Namur : expo "Portraits de fossoyeurs", l'envers du métier
La Nef accueille l’exposition «Par-delà ces regards : portraits de fossoyeurs». Des clichés pour sensibiliser le public à ce métier méconnu.
- Publié le 14-11-2022 à 14h17
- Mis à jour le 14-11-2022 à 14h36
C’est une profession discrète, mais pourtant indispensable à l’équilibre d’une commune. Être fossoyeur, ce n’est pas seulement creuser des fosses dans les cimetières pour y inhumer les défunts, loin s’en faut.

Depuis les années 1990, le métier s’est complexifié, avec notamment la récupération de corps contenus dans des housses plastiques et des contenants anaérobiques. Des tâches délicates et moralement difficiles pour ces hommes de terrain confrontés, par tous les temps, à la mort et au deuil…

Un envers du décor qui est au cœur de l’exposition Par-delà ces regards: portraits de fossoyeurs, visible gratuitement à la Nef jusqu’au 27 novembre. L’occasion de cerner l’utilité des missions entreprises par les fossoyeurs.
"En vingt ans de métier, j’ai constaté que les fossoyeurs étaient profondément négligés par les décideurs politiques. Leur profession est d’ailleurs l’une des seules qui ne fut pas mise en valeur lors de la crise sanitaire, déplore Xavier Deflorenne, coordinateur de la cellule de gestion du patrimoine funéraire de Wallonie. Le but de cette exposition consiste donc à les mettre en lumière afin que l’on réfléchisse davantage à leur statut."
Difficiles exhumations
Xavier Deflorenne, organisateur de l’exposition, a invité les deux photographes Frédéric Pauwels (collectif Huma) et Olivier Gilgean (Service Public de Wallonie). Chacun de leurs clichés en grand format mêle leurs propres regards à ceux de ces agents communaux confrontés à l’adversité.
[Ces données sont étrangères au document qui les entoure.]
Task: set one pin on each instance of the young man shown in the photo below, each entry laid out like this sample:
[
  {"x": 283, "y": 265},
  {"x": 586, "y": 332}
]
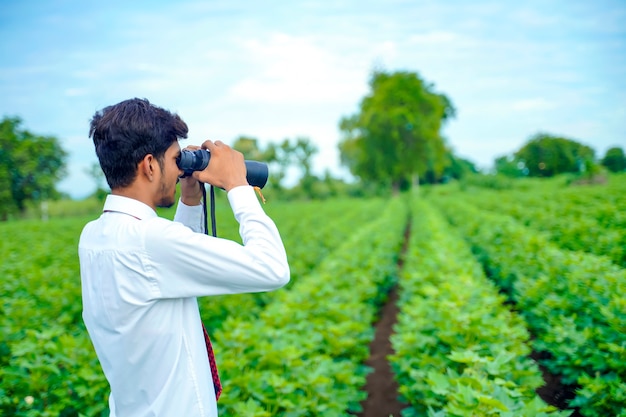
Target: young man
[{"x": 141, "y": 273}]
"Ensemble, nous sommes parvenus à faire ressortir les sentiments des fossoyeurs avec leurs visages, la couleur ainsi que le noir et blanc", estime Olivier Gilgean. De quoi mieux comprendre les difficultés propres à cette fonction. "En affichant le traumatisme des fossoyeurs, il s’agit de jeter un pavé dans la mare pour changer les règlements liés aux pratiques funéraires", ajoute Frédéric Pauwels.
Frédéric et Olivier ont également eu l’occasion de photographier plusieurs défunts lors de leur exhumation. Un travail, indispensable pour libérer de la place dans les cimetières et ainsi éviter leur extension, qui n’a pas laissé indifférent les deux hommes. "La nuit qui a suivi ma première exhumation a été difficile car des images me revenaient sans cesse à l’esprit", reconnaît Frédéric Pauwels. "En ce qui me concerne, je retiens le respect qui caractérise les fossoyeurs à l’égard des morts, en particulier lorsqu’on déterre le corps d’un enfant. Dans un moment comme celui-là, il règne un silence de plomb", complète Olivier Gilgean. En résultent des clichés pas toujours soutenables pour le spectateur, mais qui reflètent la réalité du métier.
Les mentalités évoluent
Si des inégalités de traitement persistent d’une Commune à l’autre, Xavier Deflorenne constate toutefois un changement progressif du monde politique à l’égard du fossoyeur: "Petit à petit, certains politiciens comprennent qu’il s’agit d’une profession à valoriser car essentielle." Le gouvernement wallon a pris quelques mesures en ce sens. "Nous avons travaillé sur la modification des décrets liés aux sépultures car cette législation doit évoluer selon l’évolution de la société", explique Valérie De Bue (MR), ministre wallonne du Patrimoine. De nouvelles formations ont également vu le jour, à la Région wallonne, pour que les fossoyeurs de demain soient mieux préparés aux prochains défis inhérents au métier.
La Nef, rue Saint-Nicolas à Namur, jusqu’au 27 novembre, en semaine de 14 à 18h, le week-end de 11 à 18h.